Our research objectives in brief
Priniatikos Pyrgos is a rare example of a single site which has clear evidence for activity over an exceptional stretch of time, from the first widespread settlement of the island over 5000 years ago in the Final Neolithic through the Minoan periods and Iron Age into Archaic, Classical, Hellenistic, Roman, Byzantine and Venetian times with modern agricultural exploitation to this day. Our research strategy takes full advantage of this great duration of use as we seek to provide a unique window into the exploitation of a specific space in relation to its setting in an ever changing landscape from the time of earliest widespread settlement in Crete to the present day.

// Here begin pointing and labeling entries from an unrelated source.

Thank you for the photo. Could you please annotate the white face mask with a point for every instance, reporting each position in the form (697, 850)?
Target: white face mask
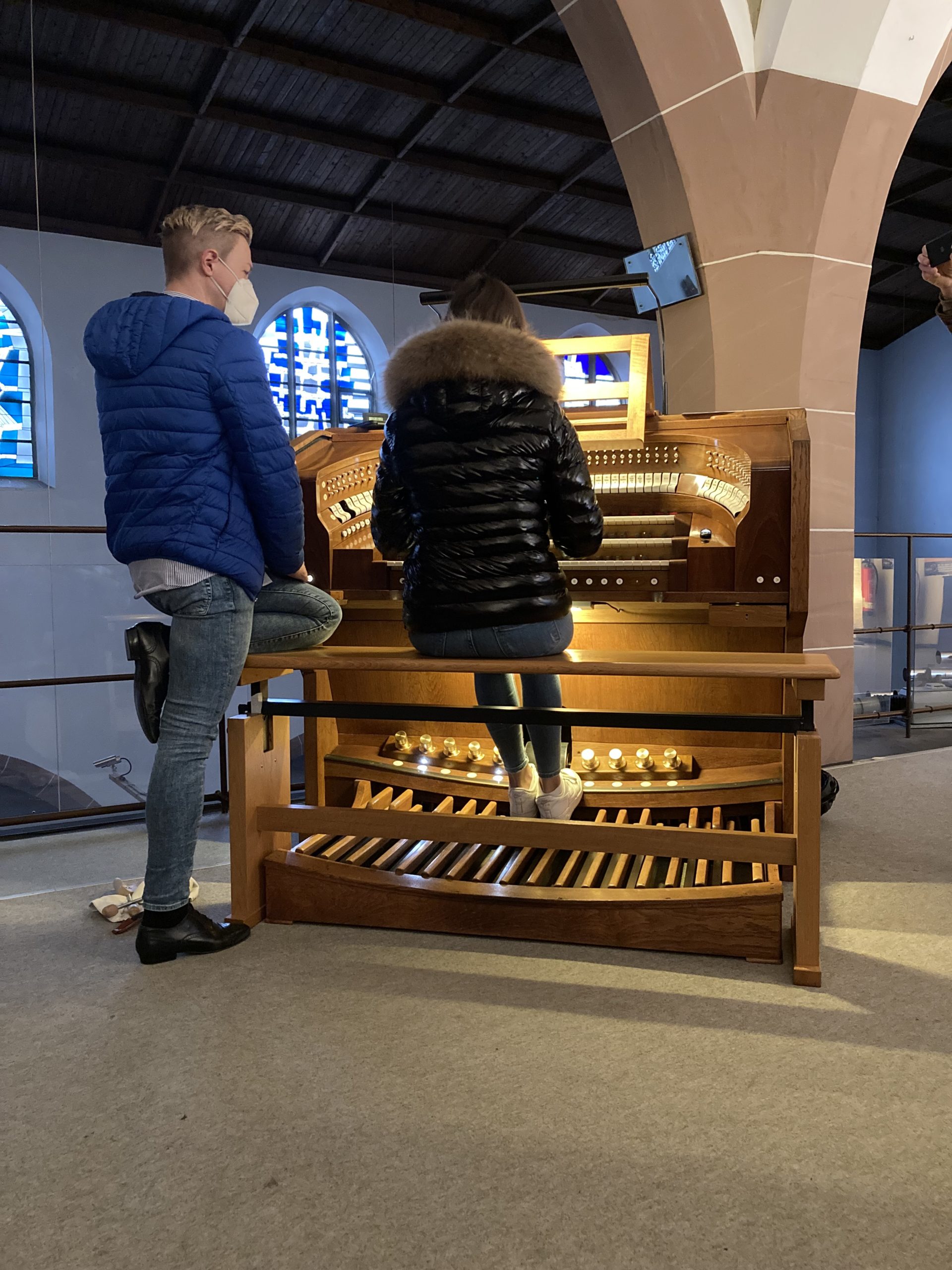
(241, 302)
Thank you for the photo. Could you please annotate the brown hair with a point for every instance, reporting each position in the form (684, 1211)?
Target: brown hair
(483, 299)
(191, 230)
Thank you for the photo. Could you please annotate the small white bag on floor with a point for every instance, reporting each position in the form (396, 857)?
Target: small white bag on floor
(126, 901)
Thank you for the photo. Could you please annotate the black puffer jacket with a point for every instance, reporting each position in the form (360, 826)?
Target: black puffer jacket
(479, 469)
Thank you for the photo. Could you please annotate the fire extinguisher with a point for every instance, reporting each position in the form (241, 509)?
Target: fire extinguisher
(870, 586)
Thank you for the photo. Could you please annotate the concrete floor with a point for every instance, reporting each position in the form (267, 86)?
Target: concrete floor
(333, 1098)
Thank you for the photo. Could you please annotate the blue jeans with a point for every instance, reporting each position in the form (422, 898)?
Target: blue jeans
(214, 628)
(530, 639)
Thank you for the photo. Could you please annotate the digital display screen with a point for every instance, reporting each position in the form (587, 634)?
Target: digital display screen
(670, 267)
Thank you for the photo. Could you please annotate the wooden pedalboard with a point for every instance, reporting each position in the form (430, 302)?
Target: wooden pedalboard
(563, 892)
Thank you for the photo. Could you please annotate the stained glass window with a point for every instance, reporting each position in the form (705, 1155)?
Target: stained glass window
(17, 452)
(320, 375)
(588, 369)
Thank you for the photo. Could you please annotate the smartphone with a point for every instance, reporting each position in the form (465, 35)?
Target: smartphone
(940, 251)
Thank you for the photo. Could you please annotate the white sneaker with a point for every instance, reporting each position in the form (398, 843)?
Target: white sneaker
(522, 802)
(560, 804)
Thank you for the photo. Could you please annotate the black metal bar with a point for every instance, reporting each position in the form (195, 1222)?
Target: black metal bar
(888, 631)
(53, 529)
(110, 810)
(224, 763)
(558, 287)
(910, 639)
(62, 680)
(899, 714)
(560, 715)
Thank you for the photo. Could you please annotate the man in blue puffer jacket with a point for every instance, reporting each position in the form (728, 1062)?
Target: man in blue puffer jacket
(202, 498)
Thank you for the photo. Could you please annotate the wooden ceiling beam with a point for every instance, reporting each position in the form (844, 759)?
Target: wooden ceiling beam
(483, 26)
(910, 303)
(128, 93)
(342, 270)
(316, 198)
(325, 63)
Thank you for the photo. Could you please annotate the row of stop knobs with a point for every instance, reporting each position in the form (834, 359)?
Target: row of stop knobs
(451, 750)
(644, 762)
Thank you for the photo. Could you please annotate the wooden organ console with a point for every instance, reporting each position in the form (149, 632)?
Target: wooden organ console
(705, 557)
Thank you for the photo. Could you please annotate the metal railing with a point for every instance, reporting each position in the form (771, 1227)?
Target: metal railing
(220, 798)
(909, 628)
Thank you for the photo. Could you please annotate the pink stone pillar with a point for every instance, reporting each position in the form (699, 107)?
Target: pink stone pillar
(772, 141)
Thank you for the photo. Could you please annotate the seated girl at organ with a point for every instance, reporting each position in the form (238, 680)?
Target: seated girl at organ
(479, 469)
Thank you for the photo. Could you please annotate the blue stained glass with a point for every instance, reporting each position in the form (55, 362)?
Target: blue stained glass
(355, 386)
(588, 369)
(298, 352)
(275, 346)
(313, 402)
(17, 457)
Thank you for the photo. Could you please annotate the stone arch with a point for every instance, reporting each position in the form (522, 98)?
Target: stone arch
(774, 150)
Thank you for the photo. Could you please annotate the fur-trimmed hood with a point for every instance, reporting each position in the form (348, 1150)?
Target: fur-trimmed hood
(472, 352)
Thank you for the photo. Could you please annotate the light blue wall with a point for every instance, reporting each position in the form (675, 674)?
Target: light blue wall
(65, 601)
(916, 432)
(904, 435)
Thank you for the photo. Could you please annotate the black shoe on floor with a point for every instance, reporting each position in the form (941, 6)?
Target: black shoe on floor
(148, 645)
(196, 933)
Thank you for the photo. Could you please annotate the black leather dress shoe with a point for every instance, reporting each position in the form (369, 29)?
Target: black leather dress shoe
(148, 645)
(194, 934)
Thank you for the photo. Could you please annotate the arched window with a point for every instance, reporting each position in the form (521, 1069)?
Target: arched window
(587, 369)
(18, 456)
(320, 374)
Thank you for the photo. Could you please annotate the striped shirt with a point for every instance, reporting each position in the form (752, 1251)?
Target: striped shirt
(158, 574)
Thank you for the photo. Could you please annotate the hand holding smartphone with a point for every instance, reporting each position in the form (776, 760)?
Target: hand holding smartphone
(936, 264)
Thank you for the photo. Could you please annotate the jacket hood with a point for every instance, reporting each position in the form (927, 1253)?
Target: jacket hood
(472, 352)
(125, 337)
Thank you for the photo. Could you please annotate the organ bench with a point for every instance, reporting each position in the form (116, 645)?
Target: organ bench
(664, 853)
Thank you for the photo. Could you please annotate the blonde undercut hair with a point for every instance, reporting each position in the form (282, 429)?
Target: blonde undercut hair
(191, 230)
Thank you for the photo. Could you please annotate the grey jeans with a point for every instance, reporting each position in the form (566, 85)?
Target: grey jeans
(214, 628)
(527, 639)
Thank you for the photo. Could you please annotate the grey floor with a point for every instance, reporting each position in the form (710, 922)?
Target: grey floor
(880, 740)
(332, 1098)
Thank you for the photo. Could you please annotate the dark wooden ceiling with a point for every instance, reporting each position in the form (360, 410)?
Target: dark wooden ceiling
(375, 139)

The available evidence suggests that Priniatikos Pyrgos was never a central focus for high-status settlements, rather it represents the archaeology of the daily lives of the inhabitants of past societies of this region in Crete. In this context, one of the primary research objectives will be to investigate the varying regional functions and importance of Priniatikos Pyrgos throughout prehistoric and historic times in relation to exchange networks, settlement systems and manufacturing industries. The varying fortunes of this site through time thus provide an exciting window into human interactions with changing land and sea-scapes, natural resources, environmental conditions and ultimately, with each other.
The site and the sea
The site of Priniatikos Pyrgos today is a limestone headland jutting out into a small bay in the Gulf of Mirabello, flanked by beaches to the east and west. Sea-level changes over the millenia mean that the aspect of the site we see today is not the way things have always been, as throughout much of prehistory the coastline was further out past the tip of the modern headland, revealing the site as a hillock just inland from the sea. This revelation, along with further work of the Istron Geoarchaeological Project tells us that the site we look at today has seen great environmental change since the first humans arrived in this area. By late antiquity, rising sea-levels had left Priniatikos Pyrgos exposed as the headland we see today, and the remains of walls of long since collapsed buildings can be seen in the seas all around the site.